No entanto, a representatividade no Congresso Nacional pode demonstrar a diferença entre os gêneros no campo. De acordo com a última atualização feita no site Frente Parlamentar da Agropecuária (FPA), de seus 280 membros, entre deputados e senadores, apenas 18 são mulheres, ou seja, 6,42%. Uma pequena amostra da disparidade entre a presença de ambos os gêneros no setor.
Das 15.776 propriedades reconhecidas pelo Instituto Brasileiro de Geografia e Estatística (IBGE), baseado no censo Agro de 2017, apenas 5.268, ou seja, 33,3% dos locais têm mulheres no comando como proprietárias ou coproprietárias. No Brasil, 18% das propriedades são geridas por mulheres. Os dados são da Empresa de Assistência Técnica e Extensão Rural (Emater-DF).

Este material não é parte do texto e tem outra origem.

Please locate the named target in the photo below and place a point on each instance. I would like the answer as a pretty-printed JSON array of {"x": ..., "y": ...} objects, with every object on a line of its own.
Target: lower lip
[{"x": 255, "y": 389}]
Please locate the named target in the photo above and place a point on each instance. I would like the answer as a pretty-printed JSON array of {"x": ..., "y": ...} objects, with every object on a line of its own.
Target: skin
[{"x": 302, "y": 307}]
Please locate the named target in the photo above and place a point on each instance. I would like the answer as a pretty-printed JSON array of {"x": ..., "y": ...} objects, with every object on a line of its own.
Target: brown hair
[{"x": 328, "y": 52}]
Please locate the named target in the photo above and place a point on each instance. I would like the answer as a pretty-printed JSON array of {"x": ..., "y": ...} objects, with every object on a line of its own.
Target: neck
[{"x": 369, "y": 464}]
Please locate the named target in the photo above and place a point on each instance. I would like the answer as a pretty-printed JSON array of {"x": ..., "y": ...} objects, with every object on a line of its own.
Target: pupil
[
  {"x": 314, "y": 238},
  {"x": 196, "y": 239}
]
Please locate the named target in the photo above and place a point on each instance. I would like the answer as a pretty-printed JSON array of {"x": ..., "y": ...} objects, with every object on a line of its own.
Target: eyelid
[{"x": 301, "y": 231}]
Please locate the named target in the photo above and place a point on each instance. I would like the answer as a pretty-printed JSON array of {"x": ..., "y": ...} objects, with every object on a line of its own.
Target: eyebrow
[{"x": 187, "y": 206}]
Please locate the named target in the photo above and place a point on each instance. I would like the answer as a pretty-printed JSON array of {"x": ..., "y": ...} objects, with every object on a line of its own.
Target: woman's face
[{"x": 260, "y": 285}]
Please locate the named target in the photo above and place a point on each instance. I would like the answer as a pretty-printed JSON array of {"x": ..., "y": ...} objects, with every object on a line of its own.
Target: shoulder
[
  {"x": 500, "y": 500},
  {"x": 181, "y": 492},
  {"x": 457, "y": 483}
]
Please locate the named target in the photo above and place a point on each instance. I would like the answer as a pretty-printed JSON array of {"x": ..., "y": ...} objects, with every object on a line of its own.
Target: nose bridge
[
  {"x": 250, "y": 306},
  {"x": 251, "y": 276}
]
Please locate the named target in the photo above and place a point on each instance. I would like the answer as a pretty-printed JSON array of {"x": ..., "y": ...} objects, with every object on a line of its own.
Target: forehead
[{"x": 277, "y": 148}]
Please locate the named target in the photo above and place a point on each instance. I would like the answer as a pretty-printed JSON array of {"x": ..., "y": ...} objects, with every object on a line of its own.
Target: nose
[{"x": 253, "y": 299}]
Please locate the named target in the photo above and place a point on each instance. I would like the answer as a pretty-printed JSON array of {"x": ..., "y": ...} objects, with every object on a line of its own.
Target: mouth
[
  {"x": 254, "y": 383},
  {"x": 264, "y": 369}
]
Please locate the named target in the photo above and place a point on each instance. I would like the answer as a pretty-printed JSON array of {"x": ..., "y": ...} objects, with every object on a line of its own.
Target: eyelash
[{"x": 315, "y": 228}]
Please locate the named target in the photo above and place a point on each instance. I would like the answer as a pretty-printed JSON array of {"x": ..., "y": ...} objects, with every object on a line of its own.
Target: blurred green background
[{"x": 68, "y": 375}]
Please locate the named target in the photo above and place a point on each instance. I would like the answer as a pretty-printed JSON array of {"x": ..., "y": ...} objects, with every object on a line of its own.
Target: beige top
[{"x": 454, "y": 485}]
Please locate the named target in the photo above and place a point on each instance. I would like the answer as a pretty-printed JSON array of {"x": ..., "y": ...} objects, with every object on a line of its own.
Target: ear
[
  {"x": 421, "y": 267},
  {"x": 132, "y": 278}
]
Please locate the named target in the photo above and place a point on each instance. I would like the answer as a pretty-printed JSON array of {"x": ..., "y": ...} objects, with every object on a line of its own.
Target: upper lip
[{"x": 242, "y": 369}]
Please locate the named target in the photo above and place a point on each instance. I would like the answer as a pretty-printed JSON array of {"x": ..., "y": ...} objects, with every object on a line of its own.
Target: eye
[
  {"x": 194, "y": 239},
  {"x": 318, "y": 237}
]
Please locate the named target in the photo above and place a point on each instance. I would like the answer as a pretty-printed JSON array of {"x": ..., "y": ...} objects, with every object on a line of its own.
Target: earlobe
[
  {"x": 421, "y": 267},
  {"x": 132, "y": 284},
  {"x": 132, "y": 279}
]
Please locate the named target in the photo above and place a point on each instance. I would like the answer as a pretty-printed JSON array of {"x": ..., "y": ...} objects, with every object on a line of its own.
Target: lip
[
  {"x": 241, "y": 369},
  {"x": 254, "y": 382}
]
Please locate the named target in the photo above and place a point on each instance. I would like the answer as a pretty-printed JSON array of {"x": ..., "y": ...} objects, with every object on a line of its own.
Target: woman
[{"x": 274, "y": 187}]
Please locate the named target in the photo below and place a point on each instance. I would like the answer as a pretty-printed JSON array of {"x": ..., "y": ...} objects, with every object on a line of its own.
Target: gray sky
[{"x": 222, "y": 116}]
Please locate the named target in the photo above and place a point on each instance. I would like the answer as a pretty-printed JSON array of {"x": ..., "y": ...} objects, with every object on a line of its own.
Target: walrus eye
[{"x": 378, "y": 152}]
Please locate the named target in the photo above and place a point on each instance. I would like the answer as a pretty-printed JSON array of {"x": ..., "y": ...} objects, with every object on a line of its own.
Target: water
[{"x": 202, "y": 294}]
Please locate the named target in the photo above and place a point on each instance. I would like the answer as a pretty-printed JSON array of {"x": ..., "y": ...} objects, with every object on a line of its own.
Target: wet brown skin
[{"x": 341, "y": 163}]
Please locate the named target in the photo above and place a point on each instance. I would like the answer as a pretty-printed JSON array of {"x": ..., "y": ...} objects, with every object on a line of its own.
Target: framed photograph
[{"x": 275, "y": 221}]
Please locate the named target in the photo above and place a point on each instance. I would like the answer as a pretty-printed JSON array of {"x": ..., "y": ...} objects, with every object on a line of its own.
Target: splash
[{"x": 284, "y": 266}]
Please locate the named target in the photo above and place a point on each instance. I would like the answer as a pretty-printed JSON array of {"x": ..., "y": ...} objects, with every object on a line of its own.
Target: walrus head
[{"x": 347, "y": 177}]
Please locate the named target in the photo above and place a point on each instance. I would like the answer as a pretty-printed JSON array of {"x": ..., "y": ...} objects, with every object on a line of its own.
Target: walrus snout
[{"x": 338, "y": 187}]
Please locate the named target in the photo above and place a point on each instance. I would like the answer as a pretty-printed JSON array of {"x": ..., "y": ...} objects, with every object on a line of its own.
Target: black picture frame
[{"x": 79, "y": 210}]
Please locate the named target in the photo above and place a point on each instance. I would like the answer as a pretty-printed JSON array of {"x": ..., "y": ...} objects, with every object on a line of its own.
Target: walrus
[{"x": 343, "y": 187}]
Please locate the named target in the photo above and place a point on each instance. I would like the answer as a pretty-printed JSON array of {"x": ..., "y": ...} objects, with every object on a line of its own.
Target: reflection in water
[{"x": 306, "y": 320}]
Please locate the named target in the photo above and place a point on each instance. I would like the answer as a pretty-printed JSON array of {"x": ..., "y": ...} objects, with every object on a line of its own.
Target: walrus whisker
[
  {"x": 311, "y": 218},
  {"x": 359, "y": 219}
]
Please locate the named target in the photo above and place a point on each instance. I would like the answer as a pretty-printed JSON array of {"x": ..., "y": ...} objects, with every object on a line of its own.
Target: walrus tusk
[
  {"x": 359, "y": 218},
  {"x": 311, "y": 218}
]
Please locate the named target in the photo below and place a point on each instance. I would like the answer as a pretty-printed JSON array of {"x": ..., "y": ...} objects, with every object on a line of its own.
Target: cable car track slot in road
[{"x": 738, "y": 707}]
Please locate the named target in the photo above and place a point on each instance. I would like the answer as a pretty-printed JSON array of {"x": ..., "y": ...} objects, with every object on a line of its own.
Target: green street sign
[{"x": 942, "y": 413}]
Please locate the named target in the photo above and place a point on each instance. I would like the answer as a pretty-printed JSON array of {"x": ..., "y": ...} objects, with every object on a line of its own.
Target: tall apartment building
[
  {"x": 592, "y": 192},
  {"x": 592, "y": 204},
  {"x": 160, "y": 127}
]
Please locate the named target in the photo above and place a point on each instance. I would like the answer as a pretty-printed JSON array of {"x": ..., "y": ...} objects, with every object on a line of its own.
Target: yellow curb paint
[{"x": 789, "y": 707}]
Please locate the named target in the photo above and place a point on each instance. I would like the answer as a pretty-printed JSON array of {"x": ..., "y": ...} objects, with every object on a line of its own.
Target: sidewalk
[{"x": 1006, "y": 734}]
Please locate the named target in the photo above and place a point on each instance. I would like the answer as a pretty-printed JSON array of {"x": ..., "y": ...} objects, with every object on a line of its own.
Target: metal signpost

De olho neste cenário, e com objetivo de integrar melhor a mulher no setor, a Associação Brasileira dos Produtores de Soja (Aprosoja) instituiu a Comissão Mulher Aprosoja Brasil. A iniciativa busca incentivar esposas e filhas de produtores a atuar mais nas propriedades.
Neste mês da Mulher, o Correio conversou com elas, que ocupam postos de destaque em fazendas e propriedades rurais em diferentes pontos do país para compreender como é a trajetória para conquistar esses espaços.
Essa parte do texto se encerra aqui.